00:00Demand for labor in certain occupations has declined, most notably for coders, a field where AI has made significant advances.
00:09Similarly, the unemployment rate for recent college grads has increased over the last few years at a time when some
00:16employers are deploying AI for what has been tasks previously performed by entry-level workers.
00:23Nevertheless, the overall unemployment rate is still low at 4.3%, and recent measures of layoffs remain subdued.
00:33Therefore, we do not yet know the exact evolution of this labor market transition nor its intensity.
00:41To be sure, the AI transition I am contemplating could have profound implications for monetary policy.

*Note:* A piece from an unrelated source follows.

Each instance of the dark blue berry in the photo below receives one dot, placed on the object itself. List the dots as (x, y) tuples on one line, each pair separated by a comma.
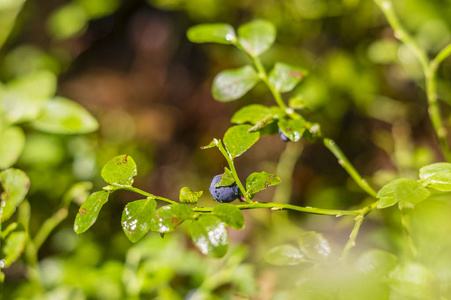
[(283, 137), (224, 194)]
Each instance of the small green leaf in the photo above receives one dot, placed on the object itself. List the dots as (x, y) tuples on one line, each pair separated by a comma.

00:48It is too early to observe the exact contours, but I am carefully studying several aspects of this transition.
00:57Allow me to briefly raise two issues for consideration.
01:02First, if AI continues to raise productivity, economic growth could remain strong, even as churn in the labor market leads
01:10to an increase in unemployment.
01:13In a productivity boom such as this, a rise in unemployment may not indicate increased slack.
01:20As such, a normal demand-side monetary policy may not be able to ameliorate an AI-caused unemployment spell without
01:29also increasing inflationary pressure.
01:34This means that monetary policymakers would face trade-offs between unemployment and inflation.
01:41There is a role for monetary policy.
01:45However, education, workforce, and other policy that is non-monetary may be better suited to address these challenges in a
01:54more targeted way.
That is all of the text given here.